O ferreiro nos mostra aquilo que todo o mundo sabe, mas que acaba por esquecer muitas vezes: uns dependemos dos outros. E por isso temos que ser gratos, muito, aliás.
Nenhum homem é uma ilha, afirmou Thomas Merton. Certíssimo! Todo homem depende de outro e a grandeza de um se mede pela de outro, complementarmente.
Lembrar disso é importante não apenas para esvaziar o ego e combater a auto-idolatria: é importante para vivermos com profunda consideração aos que nos cercam.
A pedagogia do ferreiro é muito boa e em vários sentidos.
Trabalhos perfeitos feitos por homens que não se julgam brilhantes.
Esse jeito de ser é possivelmente o que o faz trabalhar bem e produzir peças de arte.
Não se trata de não reconhecer o próprio valor. Trata-se de saber exatamente quem se é e o que se pode fazer.
Trata-se de conhecer a si mesmo e não se apequenar nem se ensoberbecer.
Trata-se de viver de modo vigilante e equilibrado. Trata-se de viver imerso na forja e de martelar a si mesmo para a conquista da excelência.

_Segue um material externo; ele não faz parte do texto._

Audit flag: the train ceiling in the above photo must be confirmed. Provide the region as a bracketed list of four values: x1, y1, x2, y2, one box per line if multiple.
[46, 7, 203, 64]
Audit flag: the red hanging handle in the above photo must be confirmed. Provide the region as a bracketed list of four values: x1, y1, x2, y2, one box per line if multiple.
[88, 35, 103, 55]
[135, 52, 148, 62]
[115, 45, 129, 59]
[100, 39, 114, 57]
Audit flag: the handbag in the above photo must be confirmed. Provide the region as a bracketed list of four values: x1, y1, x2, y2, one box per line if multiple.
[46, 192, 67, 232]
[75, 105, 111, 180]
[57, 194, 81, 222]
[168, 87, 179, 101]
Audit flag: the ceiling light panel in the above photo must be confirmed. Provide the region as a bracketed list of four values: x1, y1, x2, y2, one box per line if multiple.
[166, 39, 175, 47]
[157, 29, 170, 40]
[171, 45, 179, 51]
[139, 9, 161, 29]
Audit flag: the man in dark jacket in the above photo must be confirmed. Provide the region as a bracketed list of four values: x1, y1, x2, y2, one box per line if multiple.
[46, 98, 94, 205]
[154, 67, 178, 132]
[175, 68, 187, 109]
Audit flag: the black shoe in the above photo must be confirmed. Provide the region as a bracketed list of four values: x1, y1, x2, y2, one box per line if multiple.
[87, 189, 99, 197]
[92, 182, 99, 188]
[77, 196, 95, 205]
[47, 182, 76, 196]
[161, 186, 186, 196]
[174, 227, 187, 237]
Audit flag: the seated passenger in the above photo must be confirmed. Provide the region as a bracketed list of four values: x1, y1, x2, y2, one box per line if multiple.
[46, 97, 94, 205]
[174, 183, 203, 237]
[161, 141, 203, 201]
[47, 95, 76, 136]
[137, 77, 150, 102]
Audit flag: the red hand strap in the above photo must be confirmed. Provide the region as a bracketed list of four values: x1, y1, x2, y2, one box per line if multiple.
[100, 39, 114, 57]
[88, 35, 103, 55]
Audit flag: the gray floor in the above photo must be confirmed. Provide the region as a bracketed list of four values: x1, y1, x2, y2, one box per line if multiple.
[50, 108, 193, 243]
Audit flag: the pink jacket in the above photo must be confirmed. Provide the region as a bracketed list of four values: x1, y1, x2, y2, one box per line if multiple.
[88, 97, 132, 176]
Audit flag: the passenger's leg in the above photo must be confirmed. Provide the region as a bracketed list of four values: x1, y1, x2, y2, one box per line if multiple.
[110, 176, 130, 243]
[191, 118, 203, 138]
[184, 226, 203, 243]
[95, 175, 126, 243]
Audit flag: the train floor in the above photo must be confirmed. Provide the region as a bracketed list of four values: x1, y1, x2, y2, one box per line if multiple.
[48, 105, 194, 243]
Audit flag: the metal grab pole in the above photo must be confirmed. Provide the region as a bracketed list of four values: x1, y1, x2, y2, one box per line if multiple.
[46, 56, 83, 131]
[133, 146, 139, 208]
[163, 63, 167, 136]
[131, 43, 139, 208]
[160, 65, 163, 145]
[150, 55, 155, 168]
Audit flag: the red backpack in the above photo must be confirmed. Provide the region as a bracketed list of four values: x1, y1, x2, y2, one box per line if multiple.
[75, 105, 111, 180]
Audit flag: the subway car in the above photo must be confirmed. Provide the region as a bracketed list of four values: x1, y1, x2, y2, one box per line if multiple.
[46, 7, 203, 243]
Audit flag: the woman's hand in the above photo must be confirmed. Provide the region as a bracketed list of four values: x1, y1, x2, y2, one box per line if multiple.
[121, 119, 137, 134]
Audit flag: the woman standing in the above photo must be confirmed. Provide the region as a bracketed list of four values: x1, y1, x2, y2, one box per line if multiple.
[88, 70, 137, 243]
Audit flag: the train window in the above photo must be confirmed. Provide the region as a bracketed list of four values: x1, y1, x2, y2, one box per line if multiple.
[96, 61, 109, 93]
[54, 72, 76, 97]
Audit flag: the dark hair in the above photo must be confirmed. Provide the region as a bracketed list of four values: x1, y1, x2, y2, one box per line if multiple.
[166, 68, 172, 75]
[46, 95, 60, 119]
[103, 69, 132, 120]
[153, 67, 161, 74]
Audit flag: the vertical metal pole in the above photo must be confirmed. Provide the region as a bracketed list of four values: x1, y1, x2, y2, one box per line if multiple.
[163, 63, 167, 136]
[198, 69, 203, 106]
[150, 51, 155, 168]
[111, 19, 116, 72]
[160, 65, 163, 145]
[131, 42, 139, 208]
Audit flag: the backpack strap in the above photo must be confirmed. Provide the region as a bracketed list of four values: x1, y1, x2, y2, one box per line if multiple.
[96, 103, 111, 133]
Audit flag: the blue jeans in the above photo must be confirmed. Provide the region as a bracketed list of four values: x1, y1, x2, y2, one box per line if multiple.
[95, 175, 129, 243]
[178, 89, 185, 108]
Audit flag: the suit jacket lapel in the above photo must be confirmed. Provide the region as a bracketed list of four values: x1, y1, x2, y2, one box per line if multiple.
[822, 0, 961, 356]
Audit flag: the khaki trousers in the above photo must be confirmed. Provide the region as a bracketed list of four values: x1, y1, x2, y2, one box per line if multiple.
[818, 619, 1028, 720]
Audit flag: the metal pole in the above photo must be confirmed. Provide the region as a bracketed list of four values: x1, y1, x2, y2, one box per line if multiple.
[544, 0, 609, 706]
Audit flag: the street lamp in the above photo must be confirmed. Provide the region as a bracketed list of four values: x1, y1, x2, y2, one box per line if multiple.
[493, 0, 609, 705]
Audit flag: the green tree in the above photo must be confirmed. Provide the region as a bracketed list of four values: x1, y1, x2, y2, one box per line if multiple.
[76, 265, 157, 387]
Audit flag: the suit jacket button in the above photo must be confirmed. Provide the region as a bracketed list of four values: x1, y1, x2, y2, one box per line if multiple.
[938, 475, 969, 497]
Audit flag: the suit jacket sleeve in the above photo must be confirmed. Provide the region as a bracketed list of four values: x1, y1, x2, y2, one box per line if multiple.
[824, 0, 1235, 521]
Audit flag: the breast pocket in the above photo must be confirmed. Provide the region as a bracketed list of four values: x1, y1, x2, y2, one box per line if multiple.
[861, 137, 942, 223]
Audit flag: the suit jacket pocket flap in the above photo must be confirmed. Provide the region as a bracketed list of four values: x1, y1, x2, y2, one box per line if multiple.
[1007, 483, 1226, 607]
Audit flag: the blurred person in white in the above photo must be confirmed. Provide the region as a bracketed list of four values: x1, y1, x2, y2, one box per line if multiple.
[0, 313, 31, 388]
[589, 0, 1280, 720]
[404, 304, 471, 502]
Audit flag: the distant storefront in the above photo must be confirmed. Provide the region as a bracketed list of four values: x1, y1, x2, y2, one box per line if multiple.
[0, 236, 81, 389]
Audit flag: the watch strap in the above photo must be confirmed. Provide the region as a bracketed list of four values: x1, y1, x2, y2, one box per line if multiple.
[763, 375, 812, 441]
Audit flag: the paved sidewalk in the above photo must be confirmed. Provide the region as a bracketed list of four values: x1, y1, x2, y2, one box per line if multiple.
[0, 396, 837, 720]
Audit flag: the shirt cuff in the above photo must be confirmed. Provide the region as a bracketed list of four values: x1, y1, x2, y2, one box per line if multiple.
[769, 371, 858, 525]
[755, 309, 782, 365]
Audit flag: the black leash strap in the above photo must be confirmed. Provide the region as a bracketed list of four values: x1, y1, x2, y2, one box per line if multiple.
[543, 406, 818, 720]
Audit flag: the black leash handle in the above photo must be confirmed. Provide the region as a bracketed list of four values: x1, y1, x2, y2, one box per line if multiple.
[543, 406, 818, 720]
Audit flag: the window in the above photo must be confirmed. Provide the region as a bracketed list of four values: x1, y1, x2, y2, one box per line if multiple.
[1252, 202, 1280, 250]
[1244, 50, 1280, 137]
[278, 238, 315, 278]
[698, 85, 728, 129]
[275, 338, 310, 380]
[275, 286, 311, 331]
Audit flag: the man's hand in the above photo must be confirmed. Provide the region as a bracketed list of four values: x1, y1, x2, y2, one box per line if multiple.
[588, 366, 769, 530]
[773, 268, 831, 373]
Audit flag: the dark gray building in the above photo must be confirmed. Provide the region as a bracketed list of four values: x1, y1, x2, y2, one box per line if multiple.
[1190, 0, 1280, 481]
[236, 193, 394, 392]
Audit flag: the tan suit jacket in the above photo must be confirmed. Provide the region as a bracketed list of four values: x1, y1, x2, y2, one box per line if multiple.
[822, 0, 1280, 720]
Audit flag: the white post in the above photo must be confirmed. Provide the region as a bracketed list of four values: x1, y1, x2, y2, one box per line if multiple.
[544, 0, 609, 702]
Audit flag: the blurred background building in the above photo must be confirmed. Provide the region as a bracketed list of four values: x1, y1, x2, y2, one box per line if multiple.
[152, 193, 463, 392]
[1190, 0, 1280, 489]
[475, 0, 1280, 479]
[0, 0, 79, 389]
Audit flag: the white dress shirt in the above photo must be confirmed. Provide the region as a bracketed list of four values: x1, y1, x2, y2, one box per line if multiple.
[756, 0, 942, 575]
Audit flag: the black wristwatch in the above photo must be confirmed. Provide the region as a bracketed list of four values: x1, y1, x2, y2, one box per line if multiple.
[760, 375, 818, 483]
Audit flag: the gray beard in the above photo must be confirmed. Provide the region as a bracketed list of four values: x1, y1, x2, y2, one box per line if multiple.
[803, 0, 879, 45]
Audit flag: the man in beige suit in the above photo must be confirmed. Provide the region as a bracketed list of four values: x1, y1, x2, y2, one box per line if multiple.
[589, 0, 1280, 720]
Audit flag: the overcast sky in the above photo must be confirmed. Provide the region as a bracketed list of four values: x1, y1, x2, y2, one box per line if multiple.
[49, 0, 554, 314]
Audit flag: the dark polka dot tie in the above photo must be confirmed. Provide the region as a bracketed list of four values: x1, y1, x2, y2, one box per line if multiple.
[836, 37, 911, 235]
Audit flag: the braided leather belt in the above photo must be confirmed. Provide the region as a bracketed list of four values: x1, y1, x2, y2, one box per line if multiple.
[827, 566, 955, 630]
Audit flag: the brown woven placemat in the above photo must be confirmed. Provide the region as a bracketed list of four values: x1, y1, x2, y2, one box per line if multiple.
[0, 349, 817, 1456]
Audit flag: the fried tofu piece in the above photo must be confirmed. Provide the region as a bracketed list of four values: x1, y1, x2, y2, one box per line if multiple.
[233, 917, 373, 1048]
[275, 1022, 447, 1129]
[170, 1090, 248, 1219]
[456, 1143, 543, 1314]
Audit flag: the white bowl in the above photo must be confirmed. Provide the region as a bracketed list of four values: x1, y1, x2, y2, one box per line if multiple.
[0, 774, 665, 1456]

Que Deus me permita lembrar disso sempre. Permita-me ser um advogado com coração de ferreiro. Um homem que trabalha de modo aparentemente rude, mas fabrica a sofisticação. Um homem elegante, sem sinais de afetamento.
Enfim, um homem que na bigorna deixa esmigalhados seus defeitos e expõe ao mundo o seu melhor. Um homem despido de penduricalhos desordenados.